Indian Motorcycle a répondu aux allégations la liant à une campagne d'influence coordonnée anti-Harley-Davidson, insistant sur le fait qu'elle n'a pas créé ni dirigé les critiques qui ont récemment explosé sur les réseaux sociaux.
La déclaration a été fournie à la publication américaine de motos RideApart, qui, selon le site Web américain, provient d'un porte-parole d'Indian Motorcycle. Cela arrive quelques jours après que des rapports suggèrent qu'un réseau d'influenceurs de droite avait simultanément critiqué les initiatives DEI et les décisions commerciales passées de Harley-Davidson, tout en promouvant simultanément Indian comme la marque de moto américaine la plus authentique.
Dans sa réponse, Indian a déclaré :
« L'affirmation selon laquelle Indian Motorcycle a inventé les récentes critiques à l'égard de Harley-Davidson est fausse. Nous n'avons pas créé l'histoire, ni écrit les voix, ni dirigé les personnes qui ont ramené ces problèmes à la vue du public. »
La société a ensuite nommé directement le combattant de l'UFC Sean Strickland et le commentateur politique Robby Starbuck, déclarant que « Sean Strickland parle pour Sean Strickland. Robby Starbuck parle pour Robby Starbuck. »

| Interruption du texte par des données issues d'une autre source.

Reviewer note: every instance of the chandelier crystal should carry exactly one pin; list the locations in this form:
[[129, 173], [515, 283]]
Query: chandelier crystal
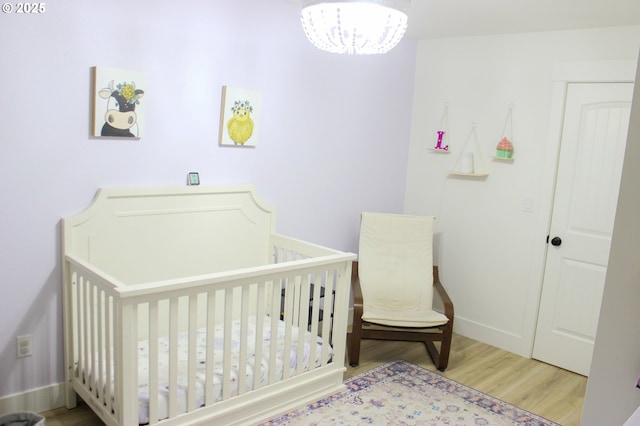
[[360, 27]]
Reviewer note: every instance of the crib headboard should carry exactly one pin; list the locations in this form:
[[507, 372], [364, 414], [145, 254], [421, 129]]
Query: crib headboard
[[145, 234]]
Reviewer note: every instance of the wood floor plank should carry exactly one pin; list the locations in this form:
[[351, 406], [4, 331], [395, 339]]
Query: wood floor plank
[[537, 387]]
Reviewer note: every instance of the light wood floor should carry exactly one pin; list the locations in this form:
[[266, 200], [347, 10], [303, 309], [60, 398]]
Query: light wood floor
[[532, 385]]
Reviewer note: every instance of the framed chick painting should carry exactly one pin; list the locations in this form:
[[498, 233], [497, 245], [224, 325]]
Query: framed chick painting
[[240, 117], [117, 102]]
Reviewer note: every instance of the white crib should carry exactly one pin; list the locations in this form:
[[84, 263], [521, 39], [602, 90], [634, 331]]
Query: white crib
[[183, 306]]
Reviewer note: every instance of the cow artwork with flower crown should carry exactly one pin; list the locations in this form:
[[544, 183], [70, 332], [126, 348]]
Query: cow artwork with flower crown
[[121, 120]]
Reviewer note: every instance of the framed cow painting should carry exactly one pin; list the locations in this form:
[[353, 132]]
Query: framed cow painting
[[118, 103], [240, 116]]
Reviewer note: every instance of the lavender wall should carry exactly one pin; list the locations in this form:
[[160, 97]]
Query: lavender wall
[[333, 142]]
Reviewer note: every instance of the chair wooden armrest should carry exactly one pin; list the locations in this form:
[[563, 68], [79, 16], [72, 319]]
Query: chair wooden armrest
[[443, 295]]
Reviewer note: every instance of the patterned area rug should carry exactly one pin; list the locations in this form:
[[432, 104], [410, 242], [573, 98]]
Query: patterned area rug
[[400, 393]]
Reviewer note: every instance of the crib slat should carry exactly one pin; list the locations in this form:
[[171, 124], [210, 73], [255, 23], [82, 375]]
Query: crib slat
[[86, 341], [244, 328], [193, 340], [126, 365], [153, 362], [173, 357], [226, 352], [275, 319], [290, 288], [260, 319], [80, 368], [210, 397], [303, 307], [327, 323], [109, 352], [315, 318], [93, 327], [100, 370]]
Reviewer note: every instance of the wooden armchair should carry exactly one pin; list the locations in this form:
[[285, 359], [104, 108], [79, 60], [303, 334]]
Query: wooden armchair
[[434, 324]]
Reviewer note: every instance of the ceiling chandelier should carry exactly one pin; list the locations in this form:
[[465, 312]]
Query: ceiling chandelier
[[357, 27]]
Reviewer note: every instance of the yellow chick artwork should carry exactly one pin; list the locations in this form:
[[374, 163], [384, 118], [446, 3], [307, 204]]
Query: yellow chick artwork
[[240, 125], [240, 115]]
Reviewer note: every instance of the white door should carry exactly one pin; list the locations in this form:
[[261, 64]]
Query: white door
[[594, 134]]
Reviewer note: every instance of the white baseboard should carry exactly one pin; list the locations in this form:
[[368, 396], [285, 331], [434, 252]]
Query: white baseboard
[[36, 400], [490, 335]]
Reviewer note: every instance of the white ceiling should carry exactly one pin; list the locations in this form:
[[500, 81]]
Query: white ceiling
[[453, 18]]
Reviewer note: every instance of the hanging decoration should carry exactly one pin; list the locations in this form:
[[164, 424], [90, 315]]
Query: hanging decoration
[[470, 162], [504, 149], [442, 143]]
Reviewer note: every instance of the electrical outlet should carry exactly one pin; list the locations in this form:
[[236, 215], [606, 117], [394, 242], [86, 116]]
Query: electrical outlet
[[24, 345]]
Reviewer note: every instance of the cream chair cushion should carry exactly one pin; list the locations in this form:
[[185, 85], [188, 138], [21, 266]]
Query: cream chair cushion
[[396, 270]]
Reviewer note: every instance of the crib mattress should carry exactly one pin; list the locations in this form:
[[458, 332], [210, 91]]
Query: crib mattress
[[182, 367]]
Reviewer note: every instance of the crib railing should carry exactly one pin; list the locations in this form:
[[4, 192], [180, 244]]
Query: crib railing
[[306, 287]]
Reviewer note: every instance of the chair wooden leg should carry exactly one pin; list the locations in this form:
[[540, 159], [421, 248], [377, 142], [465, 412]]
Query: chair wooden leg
[[353, 342]]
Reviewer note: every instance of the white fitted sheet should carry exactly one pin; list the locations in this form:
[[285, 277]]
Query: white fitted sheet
[[183, 354]]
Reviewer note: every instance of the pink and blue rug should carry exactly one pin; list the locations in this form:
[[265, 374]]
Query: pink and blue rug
[[400, 393]]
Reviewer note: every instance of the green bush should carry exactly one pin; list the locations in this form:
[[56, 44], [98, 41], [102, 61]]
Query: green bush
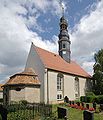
[[24, 102], [90, 99], [99, 99], [1, 100], [83, 98]]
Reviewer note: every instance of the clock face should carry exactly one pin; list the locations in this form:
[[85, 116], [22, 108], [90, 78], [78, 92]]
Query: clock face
[[64, 52]]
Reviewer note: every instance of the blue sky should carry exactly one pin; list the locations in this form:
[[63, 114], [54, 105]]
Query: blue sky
[[37, 21]]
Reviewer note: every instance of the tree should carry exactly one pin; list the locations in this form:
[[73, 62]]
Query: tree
[[98, 73]]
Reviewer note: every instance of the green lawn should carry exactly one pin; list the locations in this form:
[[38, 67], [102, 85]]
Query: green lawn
[[76, 114], [73, 114]]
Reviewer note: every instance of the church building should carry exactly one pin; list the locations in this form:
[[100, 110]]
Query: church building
[[58, 74], [55, 76]]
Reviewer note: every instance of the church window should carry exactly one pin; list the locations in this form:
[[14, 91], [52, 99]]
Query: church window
[[60, 82], [64, 52], [59, 96]]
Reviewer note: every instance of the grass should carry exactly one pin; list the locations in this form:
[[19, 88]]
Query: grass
[[76, 114], [73, 114]]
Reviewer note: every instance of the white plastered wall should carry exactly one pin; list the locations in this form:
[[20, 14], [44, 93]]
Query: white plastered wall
[[32, 94], [34, 61]]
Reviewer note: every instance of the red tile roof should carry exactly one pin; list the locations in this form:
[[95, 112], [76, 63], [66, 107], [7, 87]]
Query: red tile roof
[[55, 62]]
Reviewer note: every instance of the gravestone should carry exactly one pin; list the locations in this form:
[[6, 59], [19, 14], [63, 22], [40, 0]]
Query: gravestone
[[101, 107], [82, 104], [88, 115], [3, 112], [62, 113]]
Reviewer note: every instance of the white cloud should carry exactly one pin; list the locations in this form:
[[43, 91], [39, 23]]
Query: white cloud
[[88, 36]]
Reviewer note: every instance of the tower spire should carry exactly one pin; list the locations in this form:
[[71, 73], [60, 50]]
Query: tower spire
[[64, 40], [62, 7]]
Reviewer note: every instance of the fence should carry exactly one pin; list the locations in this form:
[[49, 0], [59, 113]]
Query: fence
[[28, 111]]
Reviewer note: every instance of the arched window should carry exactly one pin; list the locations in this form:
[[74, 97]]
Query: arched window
[[76, 87], [60, 79]]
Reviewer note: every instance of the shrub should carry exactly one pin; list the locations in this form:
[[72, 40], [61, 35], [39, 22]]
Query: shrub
[[90, 99], [99, 99], [24, 102], [1, 100], [83, 98]]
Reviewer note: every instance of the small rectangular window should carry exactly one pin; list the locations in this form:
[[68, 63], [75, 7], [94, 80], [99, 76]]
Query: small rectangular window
[[63, 45], [59, 96]]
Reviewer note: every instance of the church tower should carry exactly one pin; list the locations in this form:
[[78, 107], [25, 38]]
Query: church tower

Il s'agit d'une réponse soigneusement formulée qui rejette les affirmations selon lesquelles Indian aurait orchestré les critiques, mais ne répond pas à certaines des questions plus larges soulevées dans le rapport original.
Plutôt que de se distancier complètement de la critique, Indian semble plutôt en embrasser une grande partie du contenu.

« Nous n'avons pas créé le record d'Harley-Davidson. Harley-Davidson l'a fait », poursuit le communiqué, avant d'affirmer que les motos américaines « n'ont jamais été uniquement une question de spécifications. Elles sont identité, loyauté, culture, liberté et confiance ».
Ce ton devient encore plus combatif plus tard dans la déclaration, où Indian fait référence au programme de vente passé « Indian Conquest » de Harley-Davidson, qui ciblait les propriétaires indiens avec des offres de reprise après la renaissance de la marque sous la propriété de Polaris.
« Harley-Davidson a compris la concurrence lorsqu'elle a lancé son propre programme 'Indian Conquest' », indique le communiqué. « Quand Indian revient en compétition, cela ne devrait pas être soudainement traité comme mauvais pour le motocyclisme. »
La partie la plus révélatrice de la réponse est peut-être que l’Indien ne tente pas de désamorcer la situation. Au contraire, cela tord encore davantage le couteau.
« Un Indien plus fort est meilleur pour les pilotes, les concessionnaires, les constructeurs, les mécaniciens, les coureurs et pour l'avenir du motocyclisme américain », indique le communiqué, avant de conclure par cette phrase : « Nous respectons l'histoire de Harley-Davidson. Nous respectons les pilotes Harley. Mais le respect n'est pas l'abandon. »

La réponse fait suite à une semaine d'échanges de plus en plus politiques autour des deux marques américaines, y compris une publicité de style attaque produite en Inde qui critiquait la gestion par Harley des politiques DEI (voir ci-dessous), la fabrication à l'étranger et la stratégie commerciale plus large. RideApart, à juste titre, a fait valoir que la publicité renforçait effectivement bon nombre des préoccupations soulevées dans ses précédents reportages.